Matahari Ternyata Punya “Mata”


Matahari ternyata punya “mata” misterius. Hal tersebut diketahui saat teleskop raksasa Big Bear Telescope di California berhasil menangkap bintik hitam matahari. Foto ini diklaim foto terbaik bintik hitam matahari. Suhu tengah bintik hitam matahari diprediksi sekitar 3600 celcius, sedangkan daerah sekitarnya jauh lebih panas sekitar 5800 Celcius. Ada bentuk tak beraturan mengelilingi bintik hitam matahari yang dikenal granulasi. “mata” matahari ini diperkirakan terbuat dari gas panas yang muncul dari dalam matahari. Para ilmuwan yakin struktur magnetic seperti bintik hitam matahari memegang kunci penting untuk memahami cuaca ruang angkasa. Cuaca ruang angkasa yang berasal dari matahari, dapat berdampak mengerikan bagi iklim bumi.
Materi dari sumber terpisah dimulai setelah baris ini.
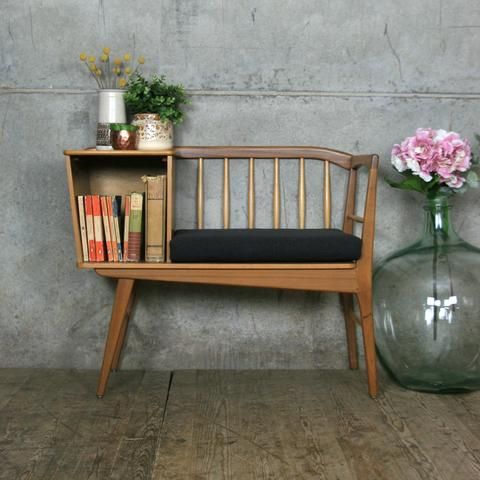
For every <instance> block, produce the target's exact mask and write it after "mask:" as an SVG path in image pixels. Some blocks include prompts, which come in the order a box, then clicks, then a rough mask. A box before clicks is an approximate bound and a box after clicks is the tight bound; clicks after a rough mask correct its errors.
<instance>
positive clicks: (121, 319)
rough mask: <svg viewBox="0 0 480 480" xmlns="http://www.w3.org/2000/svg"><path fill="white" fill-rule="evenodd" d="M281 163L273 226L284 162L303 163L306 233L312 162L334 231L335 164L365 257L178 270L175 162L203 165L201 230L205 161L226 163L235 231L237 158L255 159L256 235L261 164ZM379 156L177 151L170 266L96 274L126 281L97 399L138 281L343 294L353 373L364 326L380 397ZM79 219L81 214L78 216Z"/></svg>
mask: <svg viewBox="0 0 480 480" xmlns="http://www.w3.org/2000/svg"><path fill="white" fill-rule="evenodd" d="M267 158H268V159H273V160H274V188H273V217H274V218H273V225H274V228H279V227H280V189H279V184H280V182H279V160H280V159H299V161H300V168H299V200H298V205H299V227H300V228H304V227H305V201H306V199H305V169H304V160H305V159H308V160H311V159H313V160H320V161H323V162H324V166H325V168H324V182H323V183H324V225H325V227H326V228H329V227H330V215H331V213H330V210H331V200H330V195H331V193H330V182H331V180H330V164H334V165H336V166H338V167H341V168H343V169H346V170H347V171H348V186H347V192H346V200H345V212H344V220H343V231H344V232H346V233H349V234H351V233H353V229H354V224H355V223H361V224H363V227H362V252H361V257H360V259H359V260H357V261H355V262H347V263H308V264H307V263H299V264H295V263H252V264H248V263H242V264H239V263H238V264H236V263H232V264H228V263H221V264H214V263H212V264H210V263H209V264H205V263H202V264H200V263H178V264H175V263H171V262H170V261H169V253H170V252H169V240H170V239H171V238H172V235H173V231H174V224H173V218H174V197H175V195H174V194H175V162H177V161H182V160H183V159H197V160H198V182H197V226H198V228H203V161H204V160H208V159H224V182H223V183H224V185H223V210H224V211H223V220H224V227H225V228H229V223H230V218H229V211H230V191H229V190H230V188H229V161H230V159H249V160H250V163H249V184H248V228H254V224H255V220H254V215H255V207H254V202H255V193H254V188H255V187H254V166H253V164H254V159H267ZM360 167H367V168H368V183H367V189H366V197H365V204H364V213H363V216H357V215H356V214H355V208H356V193H357V171H358V169H359V168H360ZM377 169H378V156H377V155H350V154H348V153H345V152H340V151H336V150H331V149H327V148H317V147H177V148H175V149H174V151H173V155H168V157H167V201H168V204H167V205H168V206H167V232H166V235H167V262H166V263H161V264H158V263H157V264H155V263H144V264H128V263H126V264H123V265H118V264H116V265H115V268H112V266H111V264H108V263H106V264H96V265H95V271H96V273H97V274H99V275H101V276H104V277H111V278H115V279H118V282H117V287H116V292H115V300H114V304H113V309H112V315H111V320H110V325H109V329H108V335H107V339H106V343H105V352H104V357H103V362H102V367H101V370H100V376H99V380H98V387H97V396H98V397H103V395H104V394H105V391H106V387H107V383H108V379H109V376H110V372H111V371H112V370H116V369H118V367H119V362H120V356H121V352H122V348H123V344H124V341H125V334H126V331H127V327H128V321H129V317H130V313H131V309H132V304H133V298H134V287H135V282H136V280H150V281H164V282H181V283H196V284H212V285H231V286H245V287H263V288H280V289H295V290H306V291H317V292H337V293H339V294H340V299H341V303H342V306H343V312H344V317H345V327H346V337H347V345H348V358H349V366H350V368H352V369H357V368H358V351H357V338H356V325H357V324H359V325H360V327H361V330H362V335H363V344H364V351H365V363H366V371H367V380H368V392H369V394H370V396H371V397H372V398H374V397H376V395H377V392H378V386H377V366H376V354H375V338H374V324H373V312H372V264H373V244H374V231H375V203H376V184H377ZM72 215H73V214H72ZM354 297H356V299H357V301H358V306H359V311H360V318H358V316H357V315H356V314H355V312H354V304H353V298H354Z"/></svg>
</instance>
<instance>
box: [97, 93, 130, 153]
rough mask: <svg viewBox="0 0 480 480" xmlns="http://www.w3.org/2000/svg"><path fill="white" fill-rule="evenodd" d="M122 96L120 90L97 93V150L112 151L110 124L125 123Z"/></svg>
mask: <svg viewBox="0 0 480 480" xmlns="http://www.w3.org/2000/svg"><path fill="white" fill-rule="evenodd" d="M123 94H124V90H120V89H111V90H108V89H102V90H99V91H98V120H97V121H98V123H97V142H96V148H97V150H112V144H111V132H110V124H111V123H125V122H126V121H127V114H126V112H125V102H124V101H123Z"/></svg>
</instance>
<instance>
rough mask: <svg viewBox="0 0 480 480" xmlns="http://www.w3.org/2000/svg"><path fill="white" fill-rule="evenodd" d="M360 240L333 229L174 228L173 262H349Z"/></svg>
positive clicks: (352, 255)
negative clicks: (299, 229)
mask: <svg viewBox="0 0 480 480" xmlns="http://www.w3.org/2000/svg"><path fill="white" fill-rule="evenodd" d="M361 248H362V241H361V240H360V239H359V238H358V237H355V236H354V235H348V234H346V233H344V232H342V231H341V230H336V229H318V230H317V229H315V230H314V229H306V230H297V229H282V230H272V229H252V230H246V229H229V230H223V229H222V230H220V229H215V230H177V231H176V232H175V234H174V237H173V239H172V240H171V242H170V255H171V259H172V261H173V262H191V263H195V262H205V263H208V262H219V263H220V262H223V263H225V262H226V263H240V262H249V263H250V262H251V263H255V262H293V263H297V262H317V263H318V262H351V261H354V260H357V259H358V258H360V253H361Z"/></svg>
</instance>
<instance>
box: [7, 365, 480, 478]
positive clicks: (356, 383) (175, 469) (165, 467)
mask: <svg viewBox="0 0 480 480" xmlns="http://www.w3.org/2000/svg"><path fill="white" fill-rule="evenodd" d="M172 375H173V376H172V377H171V374H170V372H146V373H145V372H139V371H124V372H118V373H116V374H114V375H113V376H112V380H111V383H110V385H109V391H108V393H107V395H106V396H105V398H104V399H103V400H97V399H96V397H95V388H96V381H97V372H95V371H75V370H34V369H28V370H18V371H16V370H11V369H8V370H6V369H5V370H2V369H0V479H2V480H3V479H5V480H16V479H19V480H20V479H22V480H24V479H30V480H36V479H39V480H40V479H48V480H64V479H65V480H66V479H68V480H77V479H78V480H83V479H85V480H87V479H88V480H94V479H97V480H107V479H115V480H120V479H122V480H123V479H125V480H150V479H155V480H157V479H166V480H175V479H198V480H200V479H202V480H203V479H212V480H215V479H240V480H242V479H286V480H290V479H323V480H330V479H332V480H333V479H337V480H374V479H382V480H392V479H393V480H397V479H398V480H410V479H412V480H419V479H420V480H430V479H431V480H451V479H453V478H454V479H455V480H473V479H476V478H480V392H475V393H472V394H465V395H431V394H421V393H416V392H412V391H407V390H404V389H402V388H400V387H398V386H397V385H395V384H393V383H392V382H391V381H390V380H388V379H387V378H384V379H382V382H381V384H382V392H381V394H380V395H379V397H378V398H377V399H376V400H371V399H370V398H369V397H368V395H367V394H366V392H365V388H364V383H365V378H364V375H363V374H362V372H358V371H355V372H352V371H296V370H293V371H278V370H275V371H268V370H257V371H211V370H210V371H180V372H175V373H174V374H172Z"/></svg>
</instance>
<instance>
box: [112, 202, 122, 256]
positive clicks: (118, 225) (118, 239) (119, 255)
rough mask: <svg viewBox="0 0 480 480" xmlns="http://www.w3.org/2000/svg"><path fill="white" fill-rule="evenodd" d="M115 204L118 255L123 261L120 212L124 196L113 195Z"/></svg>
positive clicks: (113, 213) (114, 224) (112, 203)
mask: <svg viewBox="0 0 480 480" xmlns="http://www.w3.org/2000/svg"><path fill="white" fill-rule="evenodd" d="M112 206H113V226H114V227H115V236H116V237H117V256H118V261H119V262H121V261H122V257H123V256H122V237H121V236H120V212H121V211H122V210H121V208H122V197H120V196H119V195H116V196H115V197H112Z"/></svg>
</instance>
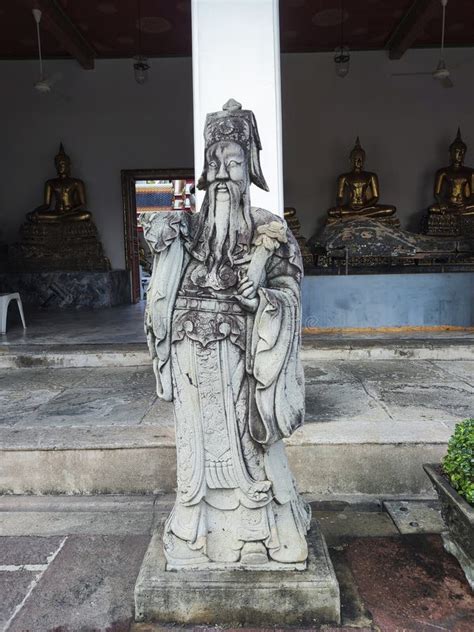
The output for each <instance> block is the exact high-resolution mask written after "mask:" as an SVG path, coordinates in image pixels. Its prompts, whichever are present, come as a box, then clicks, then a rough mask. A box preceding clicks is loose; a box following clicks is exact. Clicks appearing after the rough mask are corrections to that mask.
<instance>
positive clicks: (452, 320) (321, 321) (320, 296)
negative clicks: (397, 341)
mask: <svg viewBox="0 0 474 632" xmlns="http://www.w3.org/2000/svg"><path fill="white" fill-rule="evenodd" d="M302 301H303V316H302V324H303V327H304V328H318V329H325V328H387V327H408V328H410V327H415V328H416V327H443V326H455V327H472V326H474V272H457V273H454V272H451V273H428V274H422V273H419V274H371V275H357V274H351V275H347V276H345V275H344V276H342V275H341V276H319V275H318V276H311V275H307V276H305V278H304V280H303V291H302Z"/></svg>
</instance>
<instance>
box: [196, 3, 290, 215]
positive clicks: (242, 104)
mask: <svg viewBox="0 0 474 632" xmlns="http://www.w3.org/2000/svg"><path fill="white" fill-rule="evenodd" d="M192 26H193V95H194V103H193V107H194V164H195V172H196V178H198V177H199V176H200V175H201V171H202V166H203V157H204V141H203V130H204V121H205V118H206V114H207V113H209V112H216V111H217V110H220V109H222V106H223V105H224V103H225V102H226V101H227V100H228V99H230V98H233V99H236V101H239V103H241V104H242V109H244V110H253V112H254V113H255V117H256V119H257V125H258V130H259V134H260V140H261V142H262V146H263V151H262V152H261V154H260V158H261V163H262V170H263V174H264V176H265V179H266V181H267V184H268V186H269V188H270V192H269V193H267V192H265V191H262V190H261V189H259V188H258V187H256V186H252V188H251V193H250V194H251V199H252V206H260V207H262V208H266V209H268V210H269V211H272V212H273V213H277V214H278V215H281V216H283V165H282V136H281V84H280V25H279V15H278V0H192ZM201 202H202V196H201V197H198V199H197V205H198V208H199V207H200V204H201Z"/></svg>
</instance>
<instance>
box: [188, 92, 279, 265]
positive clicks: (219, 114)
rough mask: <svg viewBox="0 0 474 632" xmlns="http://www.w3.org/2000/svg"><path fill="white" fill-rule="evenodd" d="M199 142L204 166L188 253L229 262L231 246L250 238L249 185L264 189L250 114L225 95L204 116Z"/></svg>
mask: <svg viewBox="0 0 474 632" xmlns="http://www.w3.org/2000/svg"><path fill="white" fill-rule="evenodd" d="M204 141H205V153H204V169H203V171H202V175H201V177H200V178H199V182H198V187H199V188H200V189H205V190H206V195H205V198H204V201H203V204H202V207H201V212H200V217H199V222H200V229H199V230H198V231H196V237H195V251H194V254H195V256H197V257H198V258H201V259H202V260H206V261H209V262H211V263H212V262H214V264H215V263H220V262H223V261H226V260H227V261H230V262H231V261H232V259H233V253H234V250H235V248H238V247H239V246H241V245H242V244H244V245H247V246H249V245H250V240H251V237H252V219H251V212H250V184H251V183H252V182H253V183H254V184H255V185H257V186H258V187H260V188H261V189H263V190H264V191H268V186H267V183H266V182H265V178H264V177H263V173H262V169H261V166H260V157H259V153H260V151H261V149H262V146H261V144H260V138H259V135H258V130H257V123H256V121H255V116H254V114H253V112H251V111H250V110H242V106H241V105H240V103H237V101H234V99H230V100H229V101H227V103H226V104H225V105H224V106H223V109H222V110H221V111H220V112H213V113H212V114H208V115H207V117H206V124H205V128H204ZM211 240H213V241H212V244H211Z"/></svg>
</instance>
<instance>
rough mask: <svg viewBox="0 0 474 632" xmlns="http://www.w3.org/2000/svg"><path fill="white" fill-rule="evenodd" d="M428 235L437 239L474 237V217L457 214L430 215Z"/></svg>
mask: <svg viewBox="0 0 474 632" xmlns="http://www.w3.org/2000/svg"><path fill="white" fill-rule="evenodd" d="M425 232H426V234H427V235H433V236H435V237H463V238H469V237H470V238H472V237H474V215H457V214H456V213H444V214H441V213H440V214H435V213H433V214H430V215H428V217H427V219H426V230H425Z"/></svg>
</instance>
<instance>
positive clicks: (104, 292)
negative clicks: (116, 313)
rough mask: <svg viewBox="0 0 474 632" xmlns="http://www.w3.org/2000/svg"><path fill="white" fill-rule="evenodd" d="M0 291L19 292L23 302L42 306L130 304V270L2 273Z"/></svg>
mask: <svg viewBox="0 0 474 632" xmlns="http://www.w3.org/2000/svg"><path fill="white" fill-rule="evenodd" d="M2 292H19V293H20V296H21V299H22V301H23V304H24V305H26V306H31V307H40V308H42V309H56V310H57V309H98V308H102V307H113V306H114V305H122V304H124V303H130V273H129V271H128V270H109V271H106V272H61V271H55V272H2V273H0V293H2Z"/></svg>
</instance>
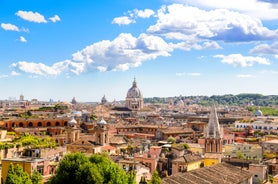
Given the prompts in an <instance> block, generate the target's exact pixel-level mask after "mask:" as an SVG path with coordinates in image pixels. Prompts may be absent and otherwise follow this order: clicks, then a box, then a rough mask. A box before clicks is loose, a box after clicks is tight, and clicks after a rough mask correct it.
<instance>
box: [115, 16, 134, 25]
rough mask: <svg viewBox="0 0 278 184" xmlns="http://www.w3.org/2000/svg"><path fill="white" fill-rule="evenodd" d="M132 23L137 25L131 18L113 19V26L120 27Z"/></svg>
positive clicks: (128, 17) (125, 17) (119, 17)
mask: <svg viewBox="0 0 278 184" xmlns="http://www.w3.org/2000/svg"><path fill="white" fill-rule="evenodd" d="M131 23H135V21H134V20H132V19H131V18H130V17H127V16H122V17H116V18H114V19H113V21H112V24H118V25H128V24H131Z"/></svg>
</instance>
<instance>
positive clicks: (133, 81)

Badai buruk bias mengganggu jaringan daya dan komunikasi, menghancurkan satelit, bahkan menghempaskan pilot pesawat, awak, dan penumpang k radiasi. Profesor Philip R. Goodewill dari New Jersey Institute of Technologic mengatakan bahwa gambar tersebut di dapatkan dengan teleskop berdiameter lensa 1,6 meter. Teleskop itu memiliki resolusi mencakup sekitar 50 mil permukaan matahari. Observatrium Big Bear terletak di sebuah danau gunung jernih yang dikenal sangat stabil atmosfernya, oleh karena itu bintik matahari bisa dipotret dengan jelas.